Law enforcement has leveraged cell phone data to track individuals for more than 20 years. But in decades past, the process was somewhat cumbersome, involving an initial triangulation from cell phone towers followed by further localization with specialized equipment. Today, 95 percent of Americans carry a cell phone capable of transmitting its precise location within a matter of feet. And that’s just one trail of digital data that people leave behind.

“We leave digital trails as we travel throughout the day with so much that we do,” says Mr. Vilfer, who frequently testifies as an expert witness on digital forensics. “In the county that I live in they let you volunteer to add your address to a database of available cameras and, in the event there is crime in the area, they can come.”

The number of surveillance cameras in the US doubled from 33 million in 2012 to nearly 62 million by the end of 2016. Privacy concerns have not gone away, but have been muted as digital footage has proven invaluable in solving terrorist attacks on civilians.
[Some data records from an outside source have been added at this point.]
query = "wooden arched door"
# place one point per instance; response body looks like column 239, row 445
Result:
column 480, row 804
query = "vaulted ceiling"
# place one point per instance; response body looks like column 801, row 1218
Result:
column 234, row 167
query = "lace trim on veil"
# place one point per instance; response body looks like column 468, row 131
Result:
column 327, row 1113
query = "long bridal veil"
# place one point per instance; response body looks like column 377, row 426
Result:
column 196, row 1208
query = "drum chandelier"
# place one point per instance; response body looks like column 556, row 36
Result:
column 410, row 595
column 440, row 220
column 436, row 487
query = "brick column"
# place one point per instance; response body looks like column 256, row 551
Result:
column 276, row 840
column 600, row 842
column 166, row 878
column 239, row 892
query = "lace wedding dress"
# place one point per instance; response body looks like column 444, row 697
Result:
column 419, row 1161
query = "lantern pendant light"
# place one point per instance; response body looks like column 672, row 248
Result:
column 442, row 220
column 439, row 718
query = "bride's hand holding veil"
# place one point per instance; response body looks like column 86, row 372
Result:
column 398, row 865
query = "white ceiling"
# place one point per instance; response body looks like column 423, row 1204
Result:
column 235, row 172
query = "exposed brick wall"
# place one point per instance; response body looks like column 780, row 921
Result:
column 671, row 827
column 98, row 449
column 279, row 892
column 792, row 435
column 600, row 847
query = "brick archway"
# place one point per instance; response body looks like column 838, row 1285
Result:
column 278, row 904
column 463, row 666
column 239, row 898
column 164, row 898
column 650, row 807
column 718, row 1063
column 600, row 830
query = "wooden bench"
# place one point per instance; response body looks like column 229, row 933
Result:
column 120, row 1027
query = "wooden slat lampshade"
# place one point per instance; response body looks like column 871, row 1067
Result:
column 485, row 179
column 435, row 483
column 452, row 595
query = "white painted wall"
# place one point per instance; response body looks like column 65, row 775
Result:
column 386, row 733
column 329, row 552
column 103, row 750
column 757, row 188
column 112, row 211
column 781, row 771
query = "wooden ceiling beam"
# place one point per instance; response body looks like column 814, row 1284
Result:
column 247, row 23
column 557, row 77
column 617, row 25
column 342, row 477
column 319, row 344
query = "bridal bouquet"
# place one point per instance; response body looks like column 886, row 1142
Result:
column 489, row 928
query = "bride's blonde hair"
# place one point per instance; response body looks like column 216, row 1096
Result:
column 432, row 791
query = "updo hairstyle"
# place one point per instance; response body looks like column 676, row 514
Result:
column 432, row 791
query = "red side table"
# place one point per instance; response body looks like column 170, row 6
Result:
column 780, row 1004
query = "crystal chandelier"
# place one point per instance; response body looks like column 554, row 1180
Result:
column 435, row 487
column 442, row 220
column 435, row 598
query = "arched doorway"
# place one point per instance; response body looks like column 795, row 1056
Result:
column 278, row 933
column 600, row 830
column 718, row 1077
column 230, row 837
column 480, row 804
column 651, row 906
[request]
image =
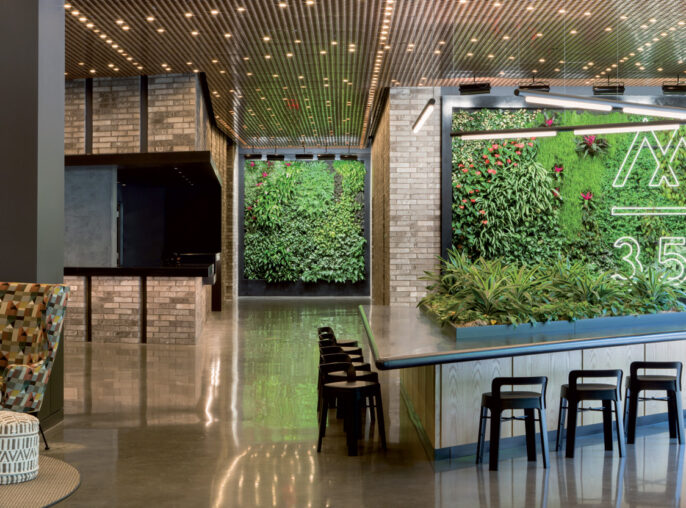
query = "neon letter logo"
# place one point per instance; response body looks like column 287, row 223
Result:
column 661, row 175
“After the Boston bombing [in 2013], communities and government agencies, cities, [overcame privacy concerns] and realized that it is OK to have more surveillance cameras around town so they can readily track people,” says Vilfer.

All of this digital data represents a trove of vital information for law enforcement. But actually finding the relevant tidbits of information in a seemingly endless stream of data presents officers with a new challenge. Computers can assist with the process to a certain extent, but it takes careful and painstaking work on the part of investigators to find useful leads.

In Pflugerville, Ron Simon says the ordeal has been “surreal.” But, he says, he was “pretty impressed" with the investigation. “It seems they were on his trail the last 24 hours. So I take my hat off to them.”

Science and technology editor Noelle Swan contributed to this report from Boston.